出張の最後に立ち寄った北京。紫禁城も万里の長城も現地のパートナーが連夜連れて行ってくれた本格的な中国料理もどれもよかったが、ホテルでブログをアップしようとして、何度やってもつながらないことに気づいた。

中国政府に問題視されるようなことを書いただろうか、いや私のブログなど問題視されるほど影響力はないはず、などとあれこれと考えていたところ、グーグルが中国を撤退していたことを思い出した。色々と試してみると検索のページやGmailはふつうに使えるのだが、同社が提供しているブログのサービスやYou Tubeはつながらなかった。知人からFacebookのメッセージが届いていたのだがこれも開けない。

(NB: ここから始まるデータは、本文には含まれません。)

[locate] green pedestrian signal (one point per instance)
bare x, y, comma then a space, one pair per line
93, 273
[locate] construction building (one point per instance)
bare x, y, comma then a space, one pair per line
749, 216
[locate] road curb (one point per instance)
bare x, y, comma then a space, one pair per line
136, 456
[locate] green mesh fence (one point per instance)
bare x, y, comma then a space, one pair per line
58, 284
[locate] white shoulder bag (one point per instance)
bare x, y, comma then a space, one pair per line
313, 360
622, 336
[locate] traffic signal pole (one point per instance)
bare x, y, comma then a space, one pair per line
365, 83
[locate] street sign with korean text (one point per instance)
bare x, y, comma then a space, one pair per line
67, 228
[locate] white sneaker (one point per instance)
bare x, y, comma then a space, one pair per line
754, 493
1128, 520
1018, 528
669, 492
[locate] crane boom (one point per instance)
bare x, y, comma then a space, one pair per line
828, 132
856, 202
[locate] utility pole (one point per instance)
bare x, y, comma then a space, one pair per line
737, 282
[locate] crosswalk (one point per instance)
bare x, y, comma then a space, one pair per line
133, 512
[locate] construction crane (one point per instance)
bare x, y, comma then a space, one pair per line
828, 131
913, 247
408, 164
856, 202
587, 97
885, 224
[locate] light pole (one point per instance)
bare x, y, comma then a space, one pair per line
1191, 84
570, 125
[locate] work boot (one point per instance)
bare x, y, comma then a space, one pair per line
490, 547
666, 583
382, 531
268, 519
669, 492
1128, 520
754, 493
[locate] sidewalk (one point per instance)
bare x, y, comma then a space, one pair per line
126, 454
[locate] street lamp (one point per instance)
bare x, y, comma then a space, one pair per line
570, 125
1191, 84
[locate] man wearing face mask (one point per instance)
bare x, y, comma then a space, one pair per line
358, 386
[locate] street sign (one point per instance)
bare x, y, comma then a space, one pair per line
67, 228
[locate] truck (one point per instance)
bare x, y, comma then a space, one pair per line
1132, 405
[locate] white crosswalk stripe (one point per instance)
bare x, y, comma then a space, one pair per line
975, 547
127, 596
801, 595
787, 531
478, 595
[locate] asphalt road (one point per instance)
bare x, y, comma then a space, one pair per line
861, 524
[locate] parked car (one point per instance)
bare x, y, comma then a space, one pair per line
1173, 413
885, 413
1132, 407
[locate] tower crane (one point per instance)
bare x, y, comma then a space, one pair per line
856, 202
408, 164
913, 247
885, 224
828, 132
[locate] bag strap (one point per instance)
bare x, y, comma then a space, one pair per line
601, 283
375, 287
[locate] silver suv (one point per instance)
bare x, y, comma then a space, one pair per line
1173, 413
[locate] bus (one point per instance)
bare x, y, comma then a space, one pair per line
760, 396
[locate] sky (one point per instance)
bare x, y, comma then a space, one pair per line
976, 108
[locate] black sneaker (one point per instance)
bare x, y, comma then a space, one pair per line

やはり中東の民主化デモに使われたツールだから当局が警戒しているのだろうか。

こうして前回のブログのアップが日本に帰国するまで数日遅れてしまったわけだが、同国に行ってはじめて報道でしか知ることのなかった情報統制を自ら体験することとなった。以前のブログに中東の民主化の波が中国にも波及するだろうかと書いたが、中国のパートナーいわく、それはまずないとのこと。そもそも長年情報統制下で暮らしてきた中国国民の多くは民主主義の何たるかを知らないし、むしろヒトラーのような人物が登場したら暮らし向きがよくない大多数の国民の不満のはけ口が他国へ向けられる可能性さえあるとのこと。

彼によると日本での震災後の中国国内のブログはその半数がざまあ見ろ的な内容だという。親日的な彼でさえ、「他国に攻め入ったり支配するのはいいけど一般の人たちを殺しだしたらすべてが正当性を失う。」といった。そういう彼のおじさんも日本軍の犠牲になったそうだ。北京に来ると中国のスケールの大きさを感じる。そしてとにかく人が多い。こんな国にけんかをふっかけられたらたまったものではない。

一党独裁を布いている中国の現政権が第二の天安門事件を起こさないためには国民感情に無頓着でいられるとは思えず、従って親日的な姿勢は取りづらいだろうし日本にとって都合のよい情報を積極的に流すとは考えづらい。こうした現実を踏まえてどうやってこの国と付き合っていけばいいのか。そして日本の為政者にこうした難しいかじ取りができるだろうか・・・。